Киссель так и не вернулся в полк. Отболев в Союзе, он добрался до Кабула, где на пересылке его однажды утром нашли мертвым. Там же томились дембеля, десантура. Что произошло, неизвестно. С героической формулировкой Витю Кисселя наконец-то доставили на брега Невы. Но и Костелянцу и Никитину казалось, что он жив. Что он наколол всех, выкинул фокус а-ля Ури Геллер. Ведь они ему и желали не возвращаться, сидеть в Питере, поступать в цирковое училище и учиться останавливать облака и самолеты. Не все возвращались, находили способы. Костелянец после похорон Фиксы заезжал домой и тоже пытался как-то зацепиться... но его тащило дальше, в Термез, от Тани, Шафоростова с рок-н-роллом (он только что купил колонки и усилитель), Слиозберга, сына геолога, дервиша в рваных джинсах, расспрашивавшего его о сакральных достопримечательностях за Оксом, - его волокло за шиворот, он потом рассказывал о всяких стечениях обстоятельств, о последней ночи, о пробуждении в своей комнате с мыслью: все, пора, конец, - и теперь-то было труднее, чем в первый раз, когда он ничего не знал и хотел судьбы поэта, Орфея, и он надевал выглаженную матерью форму и чертовски жалел о некой Фатиме, жене знакомого по университету, оказавшегося, по ее намекам, эфебом Шипырева, у Фатимы, рассказывал он и энергично тыкал указательными пальцами в стороны от груди: торчком, и талия, как у индийской танцовщицы, а в глазах сострадание и жгучая нежность, но снова обстоятельства, проклятье, а к Тане он не смел прикоснуться, - и, в общем, так и покатил, невыспавшийся, хмурый, в Термез и там еще с неделю парился, ожидая колонну, с голодухи вдвоем с таким же бедолагой пошли ночью на склад, - тот трусил, а Костелянцу было наплевать, он знал, что любые охранники когда-то бывают беспечны, этому его научили; и действительно, сторож устал похаживать под фонарем, скрылся в сторожке, тут они и перебежали под стену склада, Костелянец приказал корешу согнуться, встал ему на спину, выдавил стекло, забрался внутрь, шарил-шарил - ничего, кроме ящиков с яблоками, надо было лезть в другой склад, но что ж, передал он ящик корешу, вылез, ящик они запрятали в степи, ходили потом жрать яблоки, яблоки были отборные, одно к одному, сочные, сладкие, но и от них в конце концов затошнило.
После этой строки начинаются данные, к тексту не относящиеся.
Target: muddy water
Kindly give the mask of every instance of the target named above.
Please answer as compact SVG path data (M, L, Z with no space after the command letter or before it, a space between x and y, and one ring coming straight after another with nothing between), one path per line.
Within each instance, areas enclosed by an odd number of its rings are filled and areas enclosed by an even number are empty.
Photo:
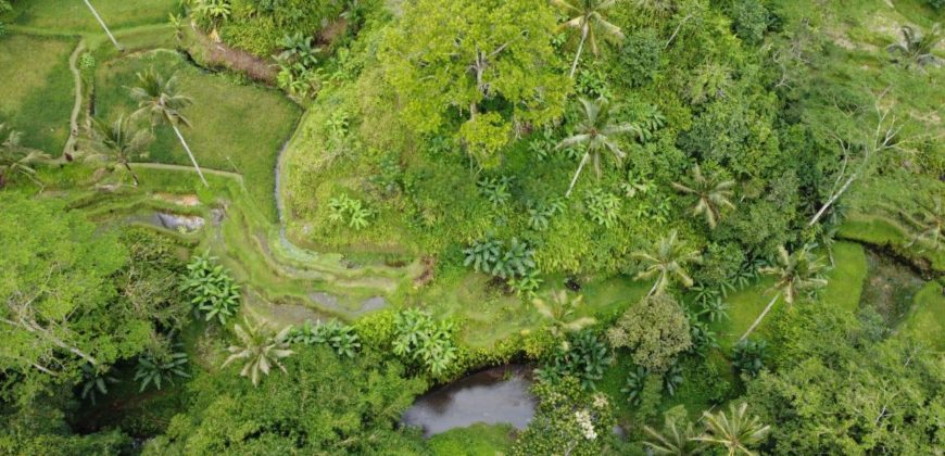
M529 392L530 369L504 366L483 370L424 394L403 417L425 436L484 422L524 429L538 404Z

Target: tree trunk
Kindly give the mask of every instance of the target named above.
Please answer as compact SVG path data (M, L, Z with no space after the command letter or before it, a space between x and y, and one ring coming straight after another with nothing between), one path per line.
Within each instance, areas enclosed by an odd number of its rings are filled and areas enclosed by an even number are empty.
M575 63L571 64L571 79L575 78L575 72L578 71L578 61L581 60L581 52L584 50L584 41L588 40L588 24L584 23L584 26L581 28L581 42L578 45L578 53L575 55Z
M833 203L835 203L836 200L846 192L846 190L854 182L854 180L856 180L857 177L859 177L859 173L854 173L852 176L849 176L849 178L846 179L846 182L843 183L843 187L841 187L840 190L836 191L836 193L833 193L833 195L830 197L829 200L827 200L827 203L823 204L823 207L820 207L820 211L817 211L817 214L815 214L814 218L811 218L810 221L807 224L808 228L816 225L817 221L820 220L820 217L823 217L823 214L827 212L827 210L830 208L830 206L833 205Z
M765 307L764 311L761 311L761 315L758 315L758 318L755 319L755 322L753 322L751 327L748 327L748 330L745 331L744 334L742 334L742 337L739 339L739 342L745 340L745 339L748 337L748 334L751 334L752 331L754 331L755 328L757 328L758 325L761 324L761 320L764 320L764 319L765 319L765 316L768 315L769 312L771 312L771 307L774 306L774 303L778 302L778 299L779 299L779 297L781 297L781 293L774 294L774 297L771 299L771 302L768 303L768 306Z
M125 169L127 169L128 173L131 173L131 180L135 181L135 187L138 187L138 183L139 183L139 181L138 181L138 174L135 173L134 169L131 169L131 165L129 165L128 162L125 162L125 163L122 163L122 164L125 165Z
M200 170L200 165L197 164L197 159L193 157L193 152L190 152L190 147L187 145L187 141L184 140L184 135L180 134L180 129L177 128L177 125L171 125L174 128L174 132L177 134L177 139L180 140L180 144L184 145L184 150L187 151L187 156L190 157L190 162L193 163L193 168L197 169L197 174L200 176L200 180L203 181L203 185L210 187L210 183L206 183L206 179L203 177L203 172Z
M591 154L585 152L584 157L581 159L581 164L578 165L578 172L575 173L575 178L571 179L571 185L570 185L570 187L568 187L568 192L565 193L565 198L571 198L571 190L575 189L575 183L578 183L578 176L581 175L581 170L584 169L584 165L588 164L588 159L590 159L590 157L591 157Z
M122 45L118 45L118 40L116 40L115 36L112 35L112 30L109 30L109 26L105 25L104 21L102 21L102 17L99 15L99 12L96 11L94 7L92 7L92 4L89 3L89 0L85 0L85 2L86 2L86 7L89 7L89 10L91 10L92 15L96 16L96 21L98 21L99 24L102 26L102 28L105 29L105 35L108 35L109 39L112 40L112 43L115 45L115 49L117 49L119 52L125 52L125 48L122 48Z

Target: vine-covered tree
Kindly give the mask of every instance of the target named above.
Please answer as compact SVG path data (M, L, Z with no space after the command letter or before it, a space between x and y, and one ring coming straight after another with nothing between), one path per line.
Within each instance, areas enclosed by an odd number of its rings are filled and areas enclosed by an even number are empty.
M543 0L418 0L385 39L381 62L403 122L432 134L464 116L459 138L481 165L514 128L564 111L569 81L556 71L554 14Z

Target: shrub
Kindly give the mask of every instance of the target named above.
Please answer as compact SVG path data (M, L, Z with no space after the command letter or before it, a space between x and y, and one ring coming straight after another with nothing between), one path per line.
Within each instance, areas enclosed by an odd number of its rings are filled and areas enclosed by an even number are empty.
M306 320L300 328L293 328L289 332L289 343L305 345L326 344L338 356L353 358L361 350L361 341L354 332L354 328L338 320L329 320L325 324L312 325Z
M620 75L632 87L651 80L659 69L659 56L665 42L653 28L644 28L627 37L620 50Z
M328 201L328 219L336 224L344 223L346 219L349 227L362 230L370 225L369 219L373 215L374 213L365 207L361 200L349 198L346 193Z
M433 377L441 377L457 358L453 324L433 321L424 311L399 312L394 315L393 353L421 365Z
M607 342L585 329L562 342L536 373L539 380L551 383L572 377L585 390L594 390L594 382L601 380L612 360Z
M765 340L745 339L732 349L732 364L741 373L755 377L765 368L765 355L768 343Z
M180 291L190 296L191 305L207 321L216 318L220 325L226 325L240 305L239 284L209 253L194 256L187 264Z
M689 320L679 304L664 294L644 297L607 332L610 345L633 352L633 363L663 372L692 346Z

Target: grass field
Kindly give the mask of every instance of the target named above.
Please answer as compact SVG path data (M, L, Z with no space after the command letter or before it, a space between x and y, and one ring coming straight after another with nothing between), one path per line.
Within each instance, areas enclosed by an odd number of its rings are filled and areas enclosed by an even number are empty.
M177 10L177 0L90 0L110 28L123 28L167 21ZM10 14L15 25L56 31L101 31L91 11L81 0L14 1Z
M97 115L112 118L133 112L129 87L136 84L138 72L150 67L164 75L177 74L179 91L193 99L193 104L184 110L192 127L184 128L182 134L198 162L243 175L252 201L275 221L276 159L301 110L275 90L203 72L176 52L158 50L100 65ZM189 165L172 129L159 128L155 132L148 161Z
M902 330L924 341L933 350L945 352L945 291L942 283L931 281L916 293L912 307Z
M25 145L58 156L68 138L77 40L12 34L0 39L0 123L23 132Z
M856 312L867 276L866 255L862 246L852 242L837 242L833 249L836 266L828 273L828 286L822 291L817 305L834 305ZM774 291L770 291L773 283L774 279L766 277L751 287L729 294L727 300L729 318L716 322L713 328L719 335L719 345L722 350L727 352L731 350L755 318L761 314L774 296ZM755 330L756 335L764 337L768 324L778 318L778 314L785 307L784 304L784 300L779 297L774 308Z

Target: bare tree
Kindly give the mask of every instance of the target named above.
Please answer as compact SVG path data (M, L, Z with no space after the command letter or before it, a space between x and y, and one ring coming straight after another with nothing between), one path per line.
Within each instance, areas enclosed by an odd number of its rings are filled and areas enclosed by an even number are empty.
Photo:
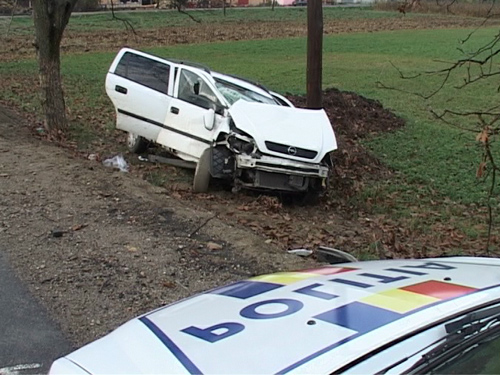
M61 138L68 127L61 82L60 46L64 29L77 0L36 0L33 2L35 48L37 50L45 128Z

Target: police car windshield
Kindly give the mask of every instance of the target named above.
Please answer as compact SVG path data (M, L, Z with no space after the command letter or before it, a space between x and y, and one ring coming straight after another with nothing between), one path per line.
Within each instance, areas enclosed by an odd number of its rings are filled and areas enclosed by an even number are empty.
M274 99L268 98L255 91L248 90L233 83L224 81L220 78L215 79L215 84L220 93L224 96L224 98L226 98L230 105L233 105L240 99L246 100L247 102L277 104Z
M443 342L422 356L409 374L500 374L500 306L447 324Z

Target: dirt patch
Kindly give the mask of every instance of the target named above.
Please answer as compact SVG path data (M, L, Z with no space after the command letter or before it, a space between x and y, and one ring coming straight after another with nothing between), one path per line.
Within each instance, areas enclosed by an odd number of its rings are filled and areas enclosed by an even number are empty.
M303 96L289 96L297 107L306 106ZM390 178L391 171L369 153L360 140L404 126L404 121L376 100L335 88L323 93L323 105L334 128L338 150L332 156L331 190L346 199L370 180Z
M112 22L112 21L110 21ZM325 35L377 32L387 30L416 30L437 28L479 27L485 21L482 18L453 16L388 17L375 19L339 19L324 23ZM488 25L499 24L500 20L488 20ZM97 51L118 51L123 46L147 48L176 44L213 43L223 41L272 39L279 30L280 38L305 37L306 23L297 22L221 22L219 24L197 24L189 27L161 27L141 29L134 34L123 30L99 30L98 32L66 30L61 50L64 53L86 53ZM0 45L0 61L13 61L35 57L31 35L11 35L4 38Z

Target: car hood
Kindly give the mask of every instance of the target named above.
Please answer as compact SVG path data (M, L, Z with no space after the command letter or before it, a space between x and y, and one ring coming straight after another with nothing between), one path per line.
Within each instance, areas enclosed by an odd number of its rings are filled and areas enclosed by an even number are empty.
M229 109L235 126L249 134L261 152L278 157L319 163L337 148L335 133L325 111L238 100ZM272 144L278 145L272 147ZM281 147L280 147L281 146ZM284 147L283 147L284 146ZM288 148L315 153L305 159ZM282 149L284 152L276 150ZM309 152L310 155L310 152Z
M500 261L474 259L358 262L254 277L134 319L59 360L51 373L67 361L91 374L332 373L500 298Z

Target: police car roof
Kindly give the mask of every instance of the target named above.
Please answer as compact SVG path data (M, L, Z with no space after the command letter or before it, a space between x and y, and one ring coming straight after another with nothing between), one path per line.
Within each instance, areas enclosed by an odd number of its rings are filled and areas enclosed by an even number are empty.
M499 267L457 257L254 277L145 314L67 358L93 374L331 373L500 298Z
А потом возникла колонна. Его взял к себе водитель-чеченец, солдат. Его "КамАЗ" был нагружен углем. Колонна тронулась к реке, остановилась. К машинам шли ленивые и сытые благодушные пограничники. К ним заглянул в кабину сержант. Круглое лицо расплылось в улыбке. "Ну, везем-то чё?" Чеченец дернул головой. "Угыль-х".
– "Мгм". Сержант смотрел на них. Потом сказал: "Ну, поглядим, какой уголь". Взял металлический прут. Щуп. Начал "щупать". Пять бутылок водки нашел. Заулыбался еще шире, добрее. "Ну чё, помирать трезвыми невесело, а?" - "Это ты здесь скоро сдохнешь от обжорства", сказал Костелянец. "Ха-ха-ха!" - рассмеялся пограничник и, еще пощупав, обнаружил последние пять бутылок. Чеченец потом всю дорогу переживал, цокал, бил по баранке: "А! зрия! Надо было молчать! Думаешь, мне не хотелось сразу перекусить ему здесь?
– Он ткнул пальцем в шею.
– Но я сказал себе: держись, там иешшо пять бутылок. А ты". Всю дорогу Костелянца сопровождала эта ухмылка пограничника, как улыбка Чеширского кота. С Ахметом они сдружились, тот на стоянках сразу добывал еду - земляки всюду были. А так бы Костелянец сдох с голоду. Русские - какие земляки? Как это у Тарковского, в "Рублеве": я те покажу "земляк", владимирская морда!.. И косяки Ахмет добрые доставал. Правда, сам не курил почему-то.